According to the head coach, the long pause due to the novel coronavirus has caused his players to start thinking about their futures and has made one unnamed player, in particular, think about life without basketball.
“That was a powerful statement that young man made,” Sampson said. “I think it forces you to look at academics, your relationships, your future… “It makes you appreciate basketball because it can be taken away from us.”
On top of basketball, the global pandemic has also taken away the everyday human interactions that seemed trivial before the pandemic.
“I do wake every morning feeling a little bit lost,” Sampson said. “Like I’m missing something here, and what I’m missing is a normal June, a normal July that (leads) into a normal August.”
In a regular summer, the Cougars would have already been several weeks into their summer program. The freshmen on the team would have a first-hand experience of what it’s like to be a member of the Cougars, and Sampson would be able to be there during the process.
With the pandemic, however, Houston is not even at square one.
“I don’t get to touch my kids. I don’t get to hug them, or fist bump, or high five them.

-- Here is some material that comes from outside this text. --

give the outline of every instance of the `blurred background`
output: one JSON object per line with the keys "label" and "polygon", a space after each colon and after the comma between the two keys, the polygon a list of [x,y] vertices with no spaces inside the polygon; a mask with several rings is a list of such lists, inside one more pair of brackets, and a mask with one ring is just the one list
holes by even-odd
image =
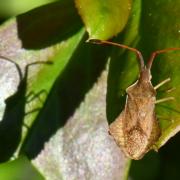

Especially the freshmen,” Sampson said. “I feel like I’m not as close to Jamal Shead, Tramon Mark and Kiyron Powell as I normally would be.”
While the Cougars have been in contact throughout the summer with video calls, the connection is still different, and it is something that the head coach hopes he can make up for as time goes on.
“Zoom is Zoom, but flesh is flesh, and you don’t build great relationships by Zooming,” Sampson said. “That feeling hasn’t gone away. There’s a little bit of guilt. There’s a little bit of loss. There’s a little bit of I need to be doing more.”